568. DE VOLTAIRE.
Ferney, 6 janvier 1778.
Sire, grand homme, que vous m'instruisez, que vous me consolez, que vous me fortifiez dans toutes mes idées au bout de ma carrière! Votre Majesté, ou plutôt Votre Humanité,a a bien raison : le fatras métaphysique, théologique, fanatique, est sans doute ce que nous avons de plus méprisable; et cependant on écrira sur ces chimères absurdes tant qu'il y aura des universités, des esprits faux, et de l'argent a gagner.
Parmi les géomètres, il n'y a guère eu qu'Archimède et Newton qui aient acquis une véritable gloire, parce qu'ils ont inventé des choses très-difficiles, très-inconnues, et très-utiles; il n'y a point de gloire pour ceux qui ne savent que diviser a - b plus c par x moins z, et qui passent leur vie à écrire ce que les autres ont imaginé.

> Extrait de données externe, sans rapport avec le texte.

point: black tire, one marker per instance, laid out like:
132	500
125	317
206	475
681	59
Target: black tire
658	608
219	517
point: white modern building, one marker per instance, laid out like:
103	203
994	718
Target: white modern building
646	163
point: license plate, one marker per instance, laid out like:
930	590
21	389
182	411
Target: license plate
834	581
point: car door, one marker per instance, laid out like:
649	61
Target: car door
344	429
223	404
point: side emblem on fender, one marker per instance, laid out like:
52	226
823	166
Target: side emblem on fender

Pour l'histoire, ce n'est, après tout, qu'une gazette; la plus vraie est remplie de faussetés, et elle ne peut avoir de mérite que celui du style. Ce style est le fruit de la littérature; c'est donc à la littérature qu'il faut s'en tenir. C'est ainsi que pensa le grand Condé dans sa retraite de Chantilly; c'est ainsi que pense le grand Frédéric à Sans-Souci.

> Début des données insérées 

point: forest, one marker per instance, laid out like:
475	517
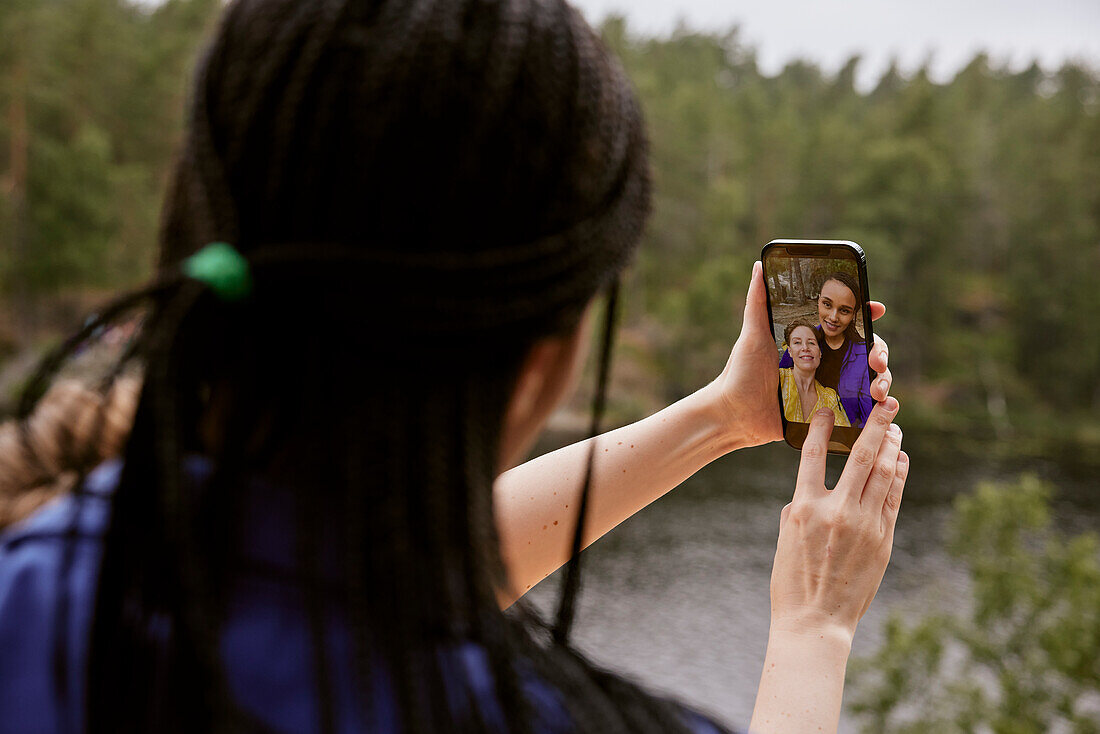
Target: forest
977	201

Quand j'ai proposé à V. M. le sieur Delisle pour arranger votre nouvelle bibliothèque, je ne savais pas que vous aviez déjà plusieurs gens de lettres occupés de ce service. Je le proposais comme un homme laborieux et exact, très-capable de faire des extraits et de tenir tout en ordre. J'avais éprouvé ses talents dans ce travail, et j'osais vous le présenter comme un subalterne qui aurait bien servi dans cette partie.
Je vous ai plus d'obligation que vous ne pensez; votre pupille vient enfin de se laisser un peu attendrir; il m'a payé vingt mille francs sur les quatre-vingt mille que je lui avais prêtés, et peut-être avant ma mort me payera-t-il le reste; c'est vous que j'en dois remercier.
a Voyez t. XXII, p. 7, 11, 17, 19, 25, 44, 58, 60, etc.; et, même volume, p. 172, lettre de Voltaire, du 16 novembre 1743.